To that end I propose that test 2 should ensure that the count obtained from useCount remains unchanged. You can see that change here in a branch of my fork of your project. It does make a couple libraries fail test 2. It just seems to me that a test described as "updated properly with transition" should include the period of the transition as well. Alternatively another test could be added.

Also I have to say this project really helped me to give Proxily a shakeout with React 18 (at least in its current form). I contributed an update script to run the tests and automatically update the README.md

Let me know if you want me to file PRs for any of this.

dai-shi commented 3 years ago

the tests do not currently address is ensuring what is rendered while isPending is true is the original and not the transitioned state.

Great catch. It's a nice idea to add this. Isn't it test 1 instead of test 2? Feel free to file a PR and we discuss there.

an update script to run the tests and automatically update the README.md

Can you do it for this project? A PR would be nice. ref: https://github.com/dai-shi/will-this-react-global-state-work-in-concurrent-rendering/issues/44#issuecomment-870352907

selsamman commented 3 years ago

Yes sorry it is test 1 that I modified to add this.
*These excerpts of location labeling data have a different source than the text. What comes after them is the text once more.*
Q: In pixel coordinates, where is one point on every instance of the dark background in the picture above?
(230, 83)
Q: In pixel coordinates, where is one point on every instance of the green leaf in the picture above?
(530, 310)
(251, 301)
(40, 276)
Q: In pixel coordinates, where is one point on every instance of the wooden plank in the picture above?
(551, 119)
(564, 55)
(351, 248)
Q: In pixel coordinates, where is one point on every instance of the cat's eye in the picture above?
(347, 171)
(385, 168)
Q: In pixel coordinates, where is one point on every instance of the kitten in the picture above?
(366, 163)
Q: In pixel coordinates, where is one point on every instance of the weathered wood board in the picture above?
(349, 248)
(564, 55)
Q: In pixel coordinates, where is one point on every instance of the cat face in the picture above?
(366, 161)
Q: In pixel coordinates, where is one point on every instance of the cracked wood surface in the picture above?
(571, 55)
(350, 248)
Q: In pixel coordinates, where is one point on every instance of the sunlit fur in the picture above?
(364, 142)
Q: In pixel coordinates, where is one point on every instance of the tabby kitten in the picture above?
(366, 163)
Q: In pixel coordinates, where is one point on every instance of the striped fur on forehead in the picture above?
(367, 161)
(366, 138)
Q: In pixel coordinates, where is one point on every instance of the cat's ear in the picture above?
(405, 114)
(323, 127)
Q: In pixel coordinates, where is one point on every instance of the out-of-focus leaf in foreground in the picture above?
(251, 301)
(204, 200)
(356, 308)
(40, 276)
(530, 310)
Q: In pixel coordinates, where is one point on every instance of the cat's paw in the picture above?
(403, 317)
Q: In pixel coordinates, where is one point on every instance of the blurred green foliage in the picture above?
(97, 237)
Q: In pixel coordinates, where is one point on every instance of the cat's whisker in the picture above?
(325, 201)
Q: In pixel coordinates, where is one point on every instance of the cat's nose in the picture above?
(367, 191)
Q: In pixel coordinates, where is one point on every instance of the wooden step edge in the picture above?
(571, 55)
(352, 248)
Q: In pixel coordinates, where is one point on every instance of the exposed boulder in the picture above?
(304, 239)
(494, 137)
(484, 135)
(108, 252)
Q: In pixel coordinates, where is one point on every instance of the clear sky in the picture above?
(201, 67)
I should mention that there are also some minor changes to common to default-parameterize items for proxy-based state management libraries like mobx, Proxily, react-easy-state which use a wrapper other than React.memo. Will file separate PRs for each topic so discussion can be tracked for each.

dai-shi commented 3 years ago

Will file separate PRs for each topic so discussion can be tracked for each.

That sounds great.

dai-shi commented 2 years ago

Improved with #56, closing for now. Feel free to continue discussion.